While its expansion has been relatively smooth, the same is hardly true for its road to a public listing.

It began that journey in September 2021 with a plan to raise around $3 billion through a U.S. IPO, only to retreat in December that year as U.S.-listed Chinese stocks came under fire due to growing tensions between the Chinese and U.S. securities regulator. From there, the company shifted gears and applied to list in Hong Kong three times in March and September of 2022 and in February 2023. All three attempts ended in failure, probably due to its continuing losses.

Eking out a profit

The company’s revenue has generally trended upward, growing from $2.41 billion in 2022 to $2.76 billion in 2023, before flattening out last year at $2.72 billion. Its bottom line has fluctuated over that time, with its loss more than doubling from $320 million in 2022 to $733 million in 2023, before it recorded a modest $24 million profit last year. The company ascribed the previous losses to severely depressed book values of its acquired insurance businesses, the result of falling global asset prices.

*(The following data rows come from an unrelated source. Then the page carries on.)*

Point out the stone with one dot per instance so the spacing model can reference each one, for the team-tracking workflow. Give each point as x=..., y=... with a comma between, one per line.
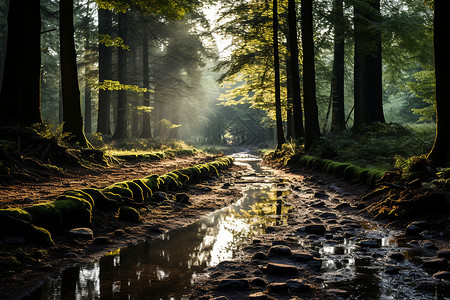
x=234, y=284
x=396, y=256
x=391, y=270
x=339, y=293
x=258, y=281
x=298, y=286
x=368, y=244
x=160, y=196
x=260, y=296
x=327, y=215
x=436, y=264
x=442, y=275
x=182, y=198
x=445, y=253
x=259, y=255
x=70, y=255
x=278, y=288
x=318, y=229
x=426, y=286
x=281, y=269
x=101, y=240
x=302, y=256
x=413, y=230
x=280, y=250
x=82, y=233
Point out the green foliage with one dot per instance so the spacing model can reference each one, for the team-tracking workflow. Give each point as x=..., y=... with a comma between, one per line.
x=108, y=41
x=424, y=86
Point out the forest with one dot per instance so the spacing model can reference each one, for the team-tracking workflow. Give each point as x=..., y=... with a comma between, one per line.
x=127, y=127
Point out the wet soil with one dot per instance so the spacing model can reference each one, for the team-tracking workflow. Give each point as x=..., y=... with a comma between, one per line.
x=36, y=265
x=314, y=199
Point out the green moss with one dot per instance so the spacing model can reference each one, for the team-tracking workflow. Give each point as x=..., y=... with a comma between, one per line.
x=131, y=214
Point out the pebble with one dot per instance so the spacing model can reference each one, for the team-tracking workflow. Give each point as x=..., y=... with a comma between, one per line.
x=278, y=288
x=445, y=253
x=392, y=270
x=84, y=233
x=280, y=250
x=281, y=269
x=233, y=284
x=442, y=275
x=436, y=264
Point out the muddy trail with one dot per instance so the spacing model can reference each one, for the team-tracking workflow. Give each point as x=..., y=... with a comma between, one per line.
x=290, y=236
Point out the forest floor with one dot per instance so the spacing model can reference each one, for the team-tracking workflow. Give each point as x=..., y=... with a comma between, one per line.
x=36, y=265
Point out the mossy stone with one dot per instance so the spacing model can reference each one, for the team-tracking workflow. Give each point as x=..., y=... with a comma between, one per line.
x=131, y=214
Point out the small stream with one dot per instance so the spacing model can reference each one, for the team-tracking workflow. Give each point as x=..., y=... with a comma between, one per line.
x=167, y=268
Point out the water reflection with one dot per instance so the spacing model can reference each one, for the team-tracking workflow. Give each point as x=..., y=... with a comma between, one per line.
x=165, y=268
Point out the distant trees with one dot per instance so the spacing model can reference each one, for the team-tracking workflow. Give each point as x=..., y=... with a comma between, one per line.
x=440, y=153
x=20, y=95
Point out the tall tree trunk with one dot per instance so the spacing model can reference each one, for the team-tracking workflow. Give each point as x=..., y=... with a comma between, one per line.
x=87, y=69
x=105, y=73
x=276, y=57
x=312, y=129
x=295, y=72
x=73, y=121
x=20, y=97
x=146, y=126
x=121, y=131
x=440, y=153
x=337, y=79
x=367, y=66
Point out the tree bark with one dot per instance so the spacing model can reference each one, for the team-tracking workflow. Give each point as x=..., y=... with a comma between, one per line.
x=337, y=80
x=440, y=153
x=367, y=66
x=73, y=121
x=146, y=126
x=121, y=131
x=20, y=96
x=276, y=57
x=295, y=72
x=312, y=129
x=105, y=73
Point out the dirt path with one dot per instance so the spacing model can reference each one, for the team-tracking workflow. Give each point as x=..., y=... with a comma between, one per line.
x=32, y=266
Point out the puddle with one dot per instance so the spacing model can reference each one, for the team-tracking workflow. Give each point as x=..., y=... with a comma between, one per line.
x=166, y=268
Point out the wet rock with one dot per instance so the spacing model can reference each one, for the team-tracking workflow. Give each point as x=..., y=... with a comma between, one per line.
x=396, y=256
x=302, y=256
x=436, y=264
x=426, y=286
x=131, y=214
x=278, y=288
x=327, y=215
x=415, y=228
x=280, y=250
x=82, y=233
x=298, y=286
x=321, y=195
x=445, y=253
x=281, y=269
x=392, y=270
x=234, y=284
x=101, y=240
x=260, y=296
x=160, y=196
x=442, y=275
x=182, y=198
x=369, y=244
x=318, y=229
x=259, y=255
x=343, y=206
x=339, y=293
x=70, y=255
x=260, y=282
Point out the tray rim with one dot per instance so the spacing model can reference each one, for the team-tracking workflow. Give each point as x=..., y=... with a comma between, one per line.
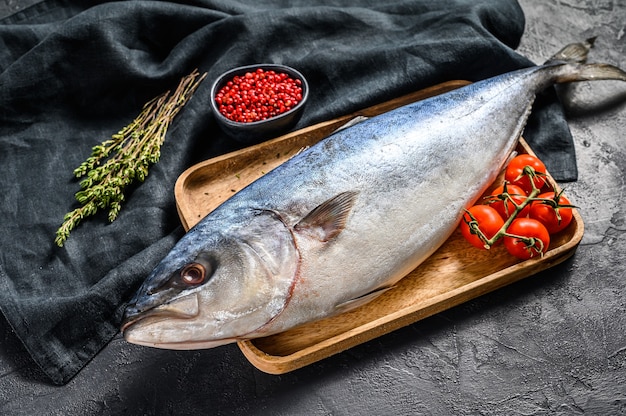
x=280, y=364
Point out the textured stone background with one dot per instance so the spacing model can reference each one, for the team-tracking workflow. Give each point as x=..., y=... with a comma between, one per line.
x=554, y=343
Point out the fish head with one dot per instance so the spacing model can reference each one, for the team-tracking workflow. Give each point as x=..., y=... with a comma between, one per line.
x=224, y=280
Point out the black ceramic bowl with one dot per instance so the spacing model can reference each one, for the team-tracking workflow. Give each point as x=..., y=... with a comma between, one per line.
x=257, y=131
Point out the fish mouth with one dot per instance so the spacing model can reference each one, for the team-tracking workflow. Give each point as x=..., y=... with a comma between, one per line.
x=186, y=307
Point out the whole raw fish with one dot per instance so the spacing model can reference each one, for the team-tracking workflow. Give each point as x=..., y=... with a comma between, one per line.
x=343, y=221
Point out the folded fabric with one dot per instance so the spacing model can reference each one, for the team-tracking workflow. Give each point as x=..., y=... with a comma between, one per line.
x=74, y=72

It’s worth noting that the company adopted new accounting standards IFRS 17 and IFRS 9 in 2023. IFRS 17 uses the concept of contractual service margin to replace the traditional recognition method for insurance premium revenue, which leads to the revenues being amortized over longer periods. Meanwhile, under IFRS 9, the fair value of financial assets is reflected in profits and losses, causing investment losses incurred at times of market volatility to be directly accounted for in the P&L statement, which erodes a company’s bottom line. 

Under the new accounting standards, the company’s net investment return was positive in 2022 and 2024, at $48 million and $241 million, respectively, and negative in 2023, with a loss of $632 million. Such performance from an insurance company that prides itself on its prudent investing looks underwhelming, to say the least, even if the big 2023 investment loss was mainly the result of external factors.

Fast-growing China business

On a more positive note, FWD reported positive operating cash flow for the first time last year, partly due to $600 million in dividend payments it received from some of its regional business operations. In addition, its unused committed credit lines have increased to $1.4 billion and it obtained access to $1 billion in funds through early refinancing and syndicated loans, further boosting its financial flexibility.

Meanwhile, its core insurance business has expanded rapidly in Hong Kong and Macao, recording 56% year-on-year growth in annualized premium equivalent (APE) last year, reaching $800 million. A third of that came from Mainland Chinese tourists traveling to Hong Kong and Macao. Between 2022 and 2024, APE contributed by Mainland customers increased from $42 million to $264 million, up by more than a factor of six.

Insurance stocks tend to be undervalued in Hong Kong, but more recently they seem to be riding the tailwind from a broader uptick for China stocks this year. AIA Group (1299.HK) is up 17% year-to-date and Prudential (2378.HK) has jumped 44.5%. That appears to show investors are showing renewed interest in insurance tickers with regional exposure.

Despite its past listing failures, FWD Group has a relatively good story to tell, as one of Richard Li’s key investment arms in the fintech arena. Whether it can get investors to open up their wallets and buy its shares ultimately comes down to two key factors: will it be able to grab more market share and will it be able to keep turning profits.